Ce sera beaucoup plus axé sur une démonstration de souplesse, pour montrer que je ne fais pas que des choses très techniques, mais que je suis aussi très souple. C’est quelque chose que je n’ai pas encore vraiment montré dans l’émission. Je vais aussi remettre une de mes signature moves que j’ai déjà faite pendant le parcours, histoire de boucler la boucle et de finir en beauté. Le thème et la musique seront très différents, parce que je tenais à proposer un univers nouveau à chaque passage.
Tu es aussi sélectionné pour le Festival Mondial du Cirque de Demain. Qu’est-ce que ça représente pour toi ?

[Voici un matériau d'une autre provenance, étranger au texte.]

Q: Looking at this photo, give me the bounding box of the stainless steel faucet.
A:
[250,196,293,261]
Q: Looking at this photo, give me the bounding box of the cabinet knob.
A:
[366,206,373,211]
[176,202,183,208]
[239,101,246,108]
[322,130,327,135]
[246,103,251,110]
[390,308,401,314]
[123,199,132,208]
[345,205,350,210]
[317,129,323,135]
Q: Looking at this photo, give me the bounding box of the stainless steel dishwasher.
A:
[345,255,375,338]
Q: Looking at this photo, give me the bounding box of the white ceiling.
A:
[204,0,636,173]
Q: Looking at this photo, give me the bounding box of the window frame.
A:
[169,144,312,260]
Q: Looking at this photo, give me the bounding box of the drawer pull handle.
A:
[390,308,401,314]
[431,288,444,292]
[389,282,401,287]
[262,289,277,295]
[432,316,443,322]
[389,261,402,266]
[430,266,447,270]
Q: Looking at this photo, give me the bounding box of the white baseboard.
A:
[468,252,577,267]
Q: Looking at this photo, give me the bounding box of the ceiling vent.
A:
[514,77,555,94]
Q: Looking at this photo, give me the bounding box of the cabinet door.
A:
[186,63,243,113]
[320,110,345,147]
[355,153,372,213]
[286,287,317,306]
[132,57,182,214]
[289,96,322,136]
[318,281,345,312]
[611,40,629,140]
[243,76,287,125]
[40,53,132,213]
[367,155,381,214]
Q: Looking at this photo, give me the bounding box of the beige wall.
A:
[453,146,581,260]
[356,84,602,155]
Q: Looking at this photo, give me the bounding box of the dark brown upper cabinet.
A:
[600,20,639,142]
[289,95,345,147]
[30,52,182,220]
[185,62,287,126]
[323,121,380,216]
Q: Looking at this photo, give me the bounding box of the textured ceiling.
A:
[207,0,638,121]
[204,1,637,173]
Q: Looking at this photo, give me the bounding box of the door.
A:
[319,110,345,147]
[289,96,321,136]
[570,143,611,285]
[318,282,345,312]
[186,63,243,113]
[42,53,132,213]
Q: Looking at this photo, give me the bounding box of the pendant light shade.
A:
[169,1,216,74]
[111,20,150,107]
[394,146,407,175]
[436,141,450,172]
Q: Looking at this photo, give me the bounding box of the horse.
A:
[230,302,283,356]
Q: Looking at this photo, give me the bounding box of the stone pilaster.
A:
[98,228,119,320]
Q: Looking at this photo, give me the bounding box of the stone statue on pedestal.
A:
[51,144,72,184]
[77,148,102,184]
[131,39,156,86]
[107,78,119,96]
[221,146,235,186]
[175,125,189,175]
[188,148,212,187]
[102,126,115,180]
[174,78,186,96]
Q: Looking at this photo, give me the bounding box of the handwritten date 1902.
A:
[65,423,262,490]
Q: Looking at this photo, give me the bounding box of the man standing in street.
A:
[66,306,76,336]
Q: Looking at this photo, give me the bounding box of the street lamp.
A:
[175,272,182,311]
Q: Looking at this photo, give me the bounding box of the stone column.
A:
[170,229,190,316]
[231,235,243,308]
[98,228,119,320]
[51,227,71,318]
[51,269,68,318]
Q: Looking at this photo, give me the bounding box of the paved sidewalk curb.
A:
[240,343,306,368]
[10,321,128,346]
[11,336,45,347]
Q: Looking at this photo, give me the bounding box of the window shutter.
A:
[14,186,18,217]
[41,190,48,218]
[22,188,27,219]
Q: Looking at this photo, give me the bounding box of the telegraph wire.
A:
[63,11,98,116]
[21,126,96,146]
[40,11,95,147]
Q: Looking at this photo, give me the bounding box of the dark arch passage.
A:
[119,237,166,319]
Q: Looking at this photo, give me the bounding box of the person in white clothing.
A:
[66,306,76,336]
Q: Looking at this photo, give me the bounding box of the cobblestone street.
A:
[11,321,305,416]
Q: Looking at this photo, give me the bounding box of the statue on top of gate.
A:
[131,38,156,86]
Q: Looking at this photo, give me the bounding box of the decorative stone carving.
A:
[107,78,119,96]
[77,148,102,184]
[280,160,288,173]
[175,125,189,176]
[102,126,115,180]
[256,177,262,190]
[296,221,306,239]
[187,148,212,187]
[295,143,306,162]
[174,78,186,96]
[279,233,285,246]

C’est un honneur incommensurable ! C’est un peu comme les championnats du monde du cirque, tu représentes ta nation, tu fais deux passages devant les juges, il y a des médailles et des prix qui sont attribués. C’est le festival de cirque le plus prestigieux au monde. Chaque année, il y a plus de 500 candidatures, et on est une trentaine, grand maximum, à être sélectionnés. Rien que ça, sur un CV, c’est énorme. Évidemment, on y va pour essayer de décrocher une médaille. Pendant le festival, il y a beaucoup de recruteurs, notamment du Cirque du Soleil, qui est la compagnie avec laquelle j’aimerais travailler à temps plein. Souvent, les artistes repartent avec des contrats… Et si tu as, en plus, une médaille, tu peux prétendre à de meilleures conditions et tu t’imposes vraiment dans le milieu. Ce qui se passe cette année, entre La France a un incroyable talent et le Festival, c’est dingue pour moi ! Je ne m’attendais pas à vivre les deux la même année. C’est une énorme charge émotionnelle, mais c’est une double mise en lumière qui peut changer beaucoup de choses.